Rather, what is horrible about this song is that it tears down the image of the flag. No longer is the flag flying as a symbol of hope in the midst of oppression, instead the flag stands for American ignorance. By singing this song, Toby Keith has removed the flag from a position of hope and instead uses it as a means to elicit feelings from people. Not that is a bad thing at all. However, one look at some discussion about this song reveals many horrible things. As found on SongMeanings.com there are people who are viewing the flag as a reason to hate people that live a whole world away, whom they do not know and will never know personally and yet they choose to group these foreign people as "militant chinks and camel f'ers". Clearly turning an image such as the flag into a catalyst for these reactions was never the intention of Betsy Ross. It is truly horrible to see America degraded in this manner and unfortunately this situation will not be cleared up for a long time with the immense ignorance that surrounds this subject.

Wednesday, April 23, 2008

Current Favorite Song

Within Sufjan Stevens' Album, Come on Feel the Illinoise!, Sufjan adds an interesting twist, writing all of the songs about Illinois, and events that took place there. Interestingly enough, the song that I have chosen to write about is stirringly beautiful and carries a deep story within it. Sufjan sings about his childhood and attending a summer camp at the Illinois Mississippi Palisades State Park where his brother and best friend discovered a giant wasp with which they constantly teased each other. Reminiscing about this time he recalls "There on the wall in the bedroom creeping I see a wasp with her wings outstretched".

I can recall in my childhood one very unfortunate series of events involving a number of wasps and a swingset. I was swinging alone in the back yard and a wasp nest had developed on the upper corner of the swing. In the act of swinging I shook and rattled the wasps into a frenzied rage. Before I knew what was happening I had already been stung half a dozen of times. The pain that was inflicted by those little menaces remains a vivid memory within my childhood.

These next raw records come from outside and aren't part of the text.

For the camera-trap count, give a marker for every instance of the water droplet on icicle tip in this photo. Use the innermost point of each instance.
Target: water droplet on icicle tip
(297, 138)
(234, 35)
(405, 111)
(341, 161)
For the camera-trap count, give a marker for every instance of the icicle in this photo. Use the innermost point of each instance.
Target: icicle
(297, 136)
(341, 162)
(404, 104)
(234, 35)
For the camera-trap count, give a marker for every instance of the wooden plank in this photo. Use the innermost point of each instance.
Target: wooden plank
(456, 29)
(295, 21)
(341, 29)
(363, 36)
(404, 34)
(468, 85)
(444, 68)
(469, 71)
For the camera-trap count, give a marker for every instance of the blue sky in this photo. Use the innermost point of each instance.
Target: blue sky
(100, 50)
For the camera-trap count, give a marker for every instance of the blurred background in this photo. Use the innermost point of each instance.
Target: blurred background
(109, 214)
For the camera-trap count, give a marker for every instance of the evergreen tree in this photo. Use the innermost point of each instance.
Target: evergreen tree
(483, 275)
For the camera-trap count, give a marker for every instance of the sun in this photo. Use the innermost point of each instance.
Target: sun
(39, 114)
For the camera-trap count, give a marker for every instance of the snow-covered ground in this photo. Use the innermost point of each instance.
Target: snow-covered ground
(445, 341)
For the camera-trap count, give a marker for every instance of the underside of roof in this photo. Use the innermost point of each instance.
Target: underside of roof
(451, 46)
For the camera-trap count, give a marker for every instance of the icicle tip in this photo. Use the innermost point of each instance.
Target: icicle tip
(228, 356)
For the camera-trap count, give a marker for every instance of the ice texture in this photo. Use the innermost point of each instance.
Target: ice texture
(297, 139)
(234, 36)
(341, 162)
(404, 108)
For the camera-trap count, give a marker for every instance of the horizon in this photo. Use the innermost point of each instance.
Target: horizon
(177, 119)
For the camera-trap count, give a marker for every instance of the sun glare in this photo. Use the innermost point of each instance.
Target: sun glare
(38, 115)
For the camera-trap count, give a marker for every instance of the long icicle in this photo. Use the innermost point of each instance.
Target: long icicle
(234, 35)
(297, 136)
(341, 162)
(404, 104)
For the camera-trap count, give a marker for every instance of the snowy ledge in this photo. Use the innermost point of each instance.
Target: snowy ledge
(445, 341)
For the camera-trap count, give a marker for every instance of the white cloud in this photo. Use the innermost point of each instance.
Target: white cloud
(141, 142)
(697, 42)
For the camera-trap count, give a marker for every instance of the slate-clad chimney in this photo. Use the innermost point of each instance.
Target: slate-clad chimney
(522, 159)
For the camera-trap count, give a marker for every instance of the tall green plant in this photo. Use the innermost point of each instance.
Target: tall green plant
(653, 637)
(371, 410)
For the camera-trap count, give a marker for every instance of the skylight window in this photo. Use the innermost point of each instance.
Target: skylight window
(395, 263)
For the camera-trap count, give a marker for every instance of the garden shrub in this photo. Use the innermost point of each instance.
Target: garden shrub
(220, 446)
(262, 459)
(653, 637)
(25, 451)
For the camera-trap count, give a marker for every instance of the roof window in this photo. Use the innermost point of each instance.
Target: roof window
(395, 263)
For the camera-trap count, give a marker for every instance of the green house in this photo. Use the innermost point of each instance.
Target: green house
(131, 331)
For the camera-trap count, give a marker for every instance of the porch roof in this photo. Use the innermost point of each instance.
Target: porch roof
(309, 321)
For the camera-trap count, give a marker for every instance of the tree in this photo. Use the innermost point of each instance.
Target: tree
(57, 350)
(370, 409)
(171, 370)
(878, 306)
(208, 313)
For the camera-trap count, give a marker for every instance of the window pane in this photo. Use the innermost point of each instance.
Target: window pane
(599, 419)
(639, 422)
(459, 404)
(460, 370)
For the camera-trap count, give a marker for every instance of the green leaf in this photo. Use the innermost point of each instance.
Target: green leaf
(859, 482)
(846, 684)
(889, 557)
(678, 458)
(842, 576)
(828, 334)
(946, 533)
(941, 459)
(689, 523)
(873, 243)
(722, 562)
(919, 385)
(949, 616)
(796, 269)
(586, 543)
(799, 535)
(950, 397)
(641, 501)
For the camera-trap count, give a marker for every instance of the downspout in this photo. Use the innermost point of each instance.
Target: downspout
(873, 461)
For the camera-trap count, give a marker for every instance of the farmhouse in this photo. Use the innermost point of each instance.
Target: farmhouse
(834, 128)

Perhaps it is this kinship that I share with Sufjan regarding sheer horror of wasps and their "terrible sting" as he puts it. The size of a wasp is nothing that an adult would bother to worry about but I know from my unfortunately painful experience that I never want to face a swarming hive of wasps ever again.

This song acts as a strong device to remind me of the fear that I held for wasps for a long time. Their small black and yellow bodies stand as a sharp reminder that though they are small, they are marked as dangerous. The buzzing that accompanies flight serves furthermore to alert someone that their presence is drawing closer. It is strange to think that such a small insect can cause such great distress. The line that Sufjan uses to illustrate the response to a sting from the wasp shows exactly the same response that the seven year old version of myself elicited, "He runs washing his face in his hands".

Sunday, April 20, 2008

A Road


Dark, solid and unforgiving was the road that plowed through the lonely stretches of land outside of a small city hardly worth naming. Though nothing special in and of itself, this road holds far more value than what one would perceive. Although this road is no better at its job than any other road that passes any neighboring town, or any other road in the country for that matter. However, by fulfilling the simple duty of existing as a hard mixture of crude oil and gravel, called concrete asphalt.


The mere fact that the road existed served every purpose that I could ever need. It provided a stable path on which I could travel. Specifically my travel was being done by running, but that is neither here nor there. Running could be considered something of a formality. The real relationship existed between both of my feet, the soles of my shoes and the surface beneath them.


There was nothing particularly intriguing about the scenery other than that it kept changing. The one thing that remained constant was the surface between the earth and my unending steps. A dark black, the road was occasionally patched in areas where potholes, dents and other lesions must have randomly occurred, marring the otherwise untainted stretch of asphalt. The yellow line on the side of the road served as a pencil line drawn across a map and my feet never passed too far away from its constant guidance. A gritty yellow, with small chunks of rock, dirt and other miscellaneous garbage littered haphazardly over its surface stood in stark contrast with the ebony shade that it gracefully traced over like a ribbon.


And yet, all the minute details of the road itself did not divulge from its ultimate purpose. And perhaps that ultimate purpose was not much different than the purpose of the body that traversed it.